Re: Object orientation question
On 10/28/2014 8:29 AM, Eric Sosman wrote:
On 10/28/2014 5:45 AM, Andreas Leitgeb wrote:
Robert Klemme <shortcutter@googlemail.com> wrote:
On 27.10.2014 21:51, Eric Sosman wrote:
Clearly, the generated code is the same: AdditionInterface
extends
BaseInterface, therefore any class implementing AdditionInterface also
necessarily implements BaseInterface. If the class fails to provide a
method specified by BaseInterface, the code won't compile.
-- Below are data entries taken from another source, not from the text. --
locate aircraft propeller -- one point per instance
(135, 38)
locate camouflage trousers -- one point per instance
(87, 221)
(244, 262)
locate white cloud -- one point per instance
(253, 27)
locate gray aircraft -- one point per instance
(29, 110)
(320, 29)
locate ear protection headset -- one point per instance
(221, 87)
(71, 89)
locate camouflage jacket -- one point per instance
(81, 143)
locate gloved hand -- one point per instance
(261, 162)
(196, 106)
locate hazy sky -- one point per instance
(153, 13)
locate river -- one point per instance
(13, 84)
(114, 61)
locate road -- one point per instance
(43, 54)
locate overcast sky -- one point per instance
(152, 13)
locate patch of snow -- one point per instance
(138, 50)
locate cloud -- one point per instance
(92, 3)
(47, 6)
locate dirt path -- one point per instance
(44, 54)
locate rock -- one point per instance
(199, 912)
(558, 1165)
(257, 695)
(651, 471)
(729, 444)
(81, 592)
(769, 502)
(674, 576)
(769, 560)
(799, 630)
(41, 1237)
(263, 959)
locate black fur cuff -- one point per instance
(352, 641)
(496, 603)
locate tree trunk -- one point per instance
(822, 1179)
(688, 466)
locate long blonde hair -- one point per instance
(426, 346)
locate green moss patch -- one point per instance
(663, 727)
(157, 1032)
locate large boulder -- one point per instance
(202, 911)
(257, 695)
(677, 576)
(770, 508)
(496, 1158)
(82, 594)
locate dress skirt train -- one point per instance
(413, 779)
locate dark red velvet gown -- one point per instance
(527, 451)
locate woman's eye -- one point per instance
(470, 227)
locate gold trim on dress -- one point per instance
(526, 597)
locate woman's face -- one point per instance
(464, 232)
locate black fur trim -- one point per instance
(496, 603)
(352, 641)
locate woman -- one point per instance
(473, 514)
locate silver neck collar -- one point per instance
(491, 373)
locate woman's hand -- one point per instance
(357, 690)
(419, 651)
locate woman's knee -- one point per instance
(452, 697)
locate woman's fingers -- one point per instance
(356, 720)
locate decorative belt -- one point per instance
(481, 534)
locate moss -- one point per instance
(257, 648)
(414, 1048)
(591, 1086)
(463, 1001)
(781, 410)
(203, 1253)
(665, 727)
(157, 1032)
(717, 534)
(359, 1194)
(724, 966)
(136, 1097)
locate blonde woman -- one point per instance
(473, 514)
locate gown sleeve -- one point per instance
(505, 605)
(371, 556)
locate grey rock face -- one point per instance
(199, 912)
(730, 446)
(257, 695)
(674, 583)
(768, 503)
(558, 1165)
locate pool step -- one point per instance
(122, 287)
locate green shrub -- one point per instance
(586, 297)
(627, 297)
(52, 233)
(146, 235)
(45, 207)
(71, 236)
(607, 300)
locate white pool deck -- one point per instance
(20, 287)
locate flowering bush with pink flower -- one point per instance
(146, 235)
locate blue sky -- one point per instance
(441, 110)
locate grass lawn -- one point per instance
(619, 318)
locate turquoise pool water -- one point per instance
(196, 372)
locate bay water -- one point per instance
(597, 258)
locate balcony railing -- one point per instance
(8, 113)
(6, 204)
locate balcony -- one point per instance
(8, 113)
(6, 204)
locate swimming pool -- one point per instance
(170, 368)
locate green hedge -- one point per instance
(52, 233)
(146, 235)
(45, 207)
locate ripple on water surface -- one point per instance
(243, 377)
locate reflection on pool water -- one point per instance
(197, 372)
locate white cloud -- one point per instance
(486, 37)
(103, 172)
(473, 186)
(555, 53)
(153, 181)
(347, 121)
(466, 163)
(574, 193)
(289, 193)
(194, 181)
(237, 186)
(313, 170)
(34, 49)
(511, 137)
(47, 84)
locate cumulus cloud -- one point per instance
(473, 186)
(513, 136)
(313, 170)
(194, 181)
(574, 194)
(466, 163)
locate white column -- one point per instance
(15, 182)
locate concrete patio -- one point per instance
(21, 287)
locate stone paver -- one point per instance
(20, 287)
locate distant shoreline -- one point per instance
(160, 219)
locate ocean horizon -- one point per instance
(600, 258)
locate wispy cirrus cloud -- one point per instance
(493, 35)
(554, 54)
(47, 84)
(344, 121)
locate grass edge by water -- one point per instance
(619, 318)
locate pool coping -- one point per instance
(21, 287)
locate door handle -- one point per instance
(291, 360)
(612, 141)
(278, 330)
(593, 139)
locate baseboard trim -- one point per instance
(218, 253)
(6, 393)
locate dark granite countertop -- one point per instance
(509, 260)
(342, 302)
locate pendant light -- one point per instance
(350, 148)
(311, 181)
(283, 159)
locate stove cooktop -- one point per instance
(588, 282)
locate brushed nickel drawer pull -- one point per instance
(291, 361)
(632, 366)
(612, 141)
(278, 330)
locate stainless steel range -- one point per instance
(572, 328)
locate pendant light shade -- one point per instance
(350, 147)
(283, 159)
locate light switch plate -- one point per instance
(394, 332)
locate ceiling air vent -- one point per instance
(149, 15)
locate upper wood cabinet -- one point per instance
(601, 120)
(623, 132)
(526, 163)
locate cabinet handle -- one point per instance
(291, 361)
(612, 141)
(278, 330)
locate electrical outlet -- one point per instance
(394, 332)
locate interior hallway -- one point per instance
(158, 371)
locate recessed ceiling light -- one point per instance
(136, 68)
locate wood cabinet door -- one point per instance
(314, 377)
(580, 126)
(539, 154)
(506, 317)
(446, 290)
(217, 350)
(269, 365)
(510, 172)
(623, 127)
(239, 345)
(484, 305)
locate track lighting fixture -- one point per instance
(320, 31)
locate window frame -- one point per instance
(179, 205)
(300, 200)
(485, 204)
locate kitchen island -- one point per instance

So the
question is purely about readability and style.
This is not fully correct: if you check with reflection you will see
that there is a difference in what Class.getInterfaces() returns.
You don't even need reflection to notice a difference:
interface A { ... } | interface A { ... }
interface B { ... } | interface B extends A { ... }
class C implements A,B { ... } | class C implements B { ... }
... | ...
B foo = new C(); | B foo = new C();
A bar = foo; // barf! | A bar = foo; // ok
Instead of the second assignment you could have a call to a
method that takes an A and gets passed B-typed reference foo.
My Java compiler (Oracle's 1.8.0_20 on 64-bit Windows 7)
doesn't "barf" as you report. Has something changed? Are you
using a different javac? Here's the code; I've fleshed out
the ellipses and changed one name:
[...]
Ah, but I mis-read your post! On the left you have A and B as
completely independent interfaces, whereas on the right one is a
sub-interface of the other. The O.P. wrote (emphasis mine)
We have an interface called BaseIface and then we have a
BaseImpl. Then we have AddtionInterface and AdditionImpl.
*AdditionInterface is a BaseInterface.*
.... so your left-hand case is different from the situation he
asked about, and which I was addressing. Sorry for the confusion.